A: Stem cells is a tricky term; it’s a cell that divides and give rise to different progeny, but it varies between stem cell sources. In PD research, we have to make sure these cells turn into the right type of dopamine-producing cell. He discourages “stem cell tourism” – people traveling to other countries for these treatments – because these treatments are likely not yet validated or consistent. He can’t say that the treatments definitely won’t work, but there is currently no evidence that they will work. There are also significant concerns that the stem cells could turn in to the wrong type of cells and even become tumors!

Q: What do you think about starting to treat patients earlier, even in the prodromal phase (before they are showing most symptoms)? How involved is the operation?

A: For those early in the disease, they may not feel it is worth pursuing expensive or invasive treatment. Research would have to demonstrate tolerability and efficacy; if all of those are satisfied, then people would be interested.

The surgery itself is not a very “tricky” one but would take several hours. It could be beneficial for some patients, particularly younger ones, to be able to put off taking medication for longer into the disease.

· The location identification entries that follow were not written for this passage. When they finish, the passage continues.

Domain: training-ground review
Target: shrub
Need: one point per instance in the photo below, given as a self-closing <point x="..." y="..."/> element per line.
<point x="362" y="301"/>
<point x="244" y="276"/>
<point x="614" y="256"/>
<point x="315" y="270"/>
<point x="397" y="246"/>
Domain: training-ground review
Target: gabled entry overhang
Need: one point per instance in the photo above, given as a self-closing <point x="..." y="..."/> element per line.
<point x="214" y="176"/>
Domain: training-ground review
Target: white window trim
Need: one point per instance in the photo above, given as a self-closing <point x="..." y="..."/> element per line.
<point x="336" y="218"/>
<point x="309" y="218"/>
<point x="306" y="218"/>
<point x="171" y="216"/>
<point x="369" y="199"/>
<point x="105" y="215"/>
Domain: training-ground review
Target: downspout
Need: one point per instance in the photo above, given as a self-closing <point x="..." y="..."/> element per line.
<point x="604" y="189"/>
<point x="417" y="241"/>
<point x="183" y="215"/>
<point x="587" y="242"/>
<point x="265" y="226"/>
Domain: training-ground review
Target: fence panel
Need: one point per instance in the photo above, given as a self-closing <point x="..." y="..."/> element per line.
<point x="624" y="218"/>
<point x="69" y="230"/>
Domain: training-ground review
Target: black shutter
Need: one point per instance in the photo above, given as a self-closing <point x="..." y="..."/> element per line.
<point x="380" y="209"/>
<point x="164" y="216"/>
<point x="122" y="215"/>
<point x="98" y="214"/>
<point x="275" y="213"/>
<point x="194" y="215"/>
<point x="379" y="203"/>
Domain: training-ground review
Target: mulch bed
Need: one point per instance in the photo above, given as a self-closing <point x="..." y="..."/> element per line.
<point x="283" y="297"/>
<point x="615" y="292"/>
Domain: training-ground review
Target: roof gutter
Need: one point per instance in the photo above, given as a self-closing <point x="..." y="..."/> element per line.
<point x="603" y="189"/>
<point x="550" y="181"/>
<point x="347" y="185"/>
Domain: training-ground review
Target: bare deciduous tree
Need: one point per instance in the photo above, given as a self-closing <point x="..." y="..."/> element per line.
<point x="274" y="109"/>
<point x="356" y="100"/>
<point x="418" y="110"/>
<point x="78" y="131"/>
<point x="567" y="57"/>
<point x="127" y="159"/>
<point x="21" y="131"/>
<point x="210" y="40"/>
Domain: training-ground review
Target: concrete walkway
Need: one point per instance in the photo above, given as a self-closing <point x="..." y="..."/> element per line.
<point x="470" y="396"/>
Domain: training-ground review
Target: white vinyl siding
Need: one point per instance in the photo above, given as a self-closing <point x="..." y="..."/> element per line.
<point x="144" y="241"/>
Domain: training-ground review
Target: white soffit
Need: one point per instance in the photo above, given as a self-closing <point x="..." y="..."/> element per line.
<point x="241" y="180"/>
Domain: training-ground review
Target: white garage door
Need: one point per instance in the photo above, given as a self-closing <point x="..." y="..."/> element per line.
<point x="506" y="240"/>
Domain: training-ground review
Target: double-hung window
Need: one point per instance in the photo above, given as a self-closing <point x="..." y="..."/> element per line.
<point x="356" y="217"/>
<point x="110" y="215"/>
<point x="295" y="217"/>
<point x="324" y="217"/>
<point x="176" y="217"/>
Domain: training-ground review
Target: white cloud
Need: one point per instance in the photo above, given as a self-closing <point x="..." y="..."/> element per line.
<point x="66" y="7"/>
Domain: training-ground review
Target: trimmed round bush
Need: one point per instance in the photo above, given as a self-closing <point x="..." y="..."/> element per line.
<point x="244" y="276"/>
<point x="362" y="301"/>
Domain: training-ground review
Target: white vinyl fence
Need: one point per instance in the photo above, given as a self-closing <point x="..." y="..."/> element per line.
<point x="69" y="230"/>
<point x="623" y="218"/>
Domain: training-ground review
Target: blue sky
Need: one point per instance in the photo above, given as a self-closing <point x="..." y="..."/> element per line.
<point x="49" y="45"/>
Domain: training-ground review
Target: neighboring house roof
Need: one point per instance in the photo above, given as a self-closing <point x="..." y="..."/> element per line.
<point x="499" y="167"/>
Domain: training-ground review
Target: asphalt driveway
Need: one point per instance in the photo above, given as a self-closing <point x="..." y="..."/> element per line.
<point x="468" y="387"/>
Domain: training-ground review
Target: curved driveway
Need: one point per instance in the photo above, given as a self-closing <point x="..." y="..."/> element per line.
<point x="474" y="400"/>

Last question: if these therapies truly work, what is the time frame when they will be available to patients and at what point can we say we have a cure for PD?

  • Investment from Pharma in this field has skyrocketed in the past 3 years alone!
  • In Europe, more trials in this area are beginning in 2021; by 2026-2027, they should have useful data from those studies.
  • So he thinks within 10 years, we will know whether cell-based therapies are working and whether they have an advantage over existing treatment.  
  • Now that pharma is involved, there is a lot of investment in this field.
  • Growth factors, he feels are still unproven. Not clear to what extent they will be competitive with cell-based therapies.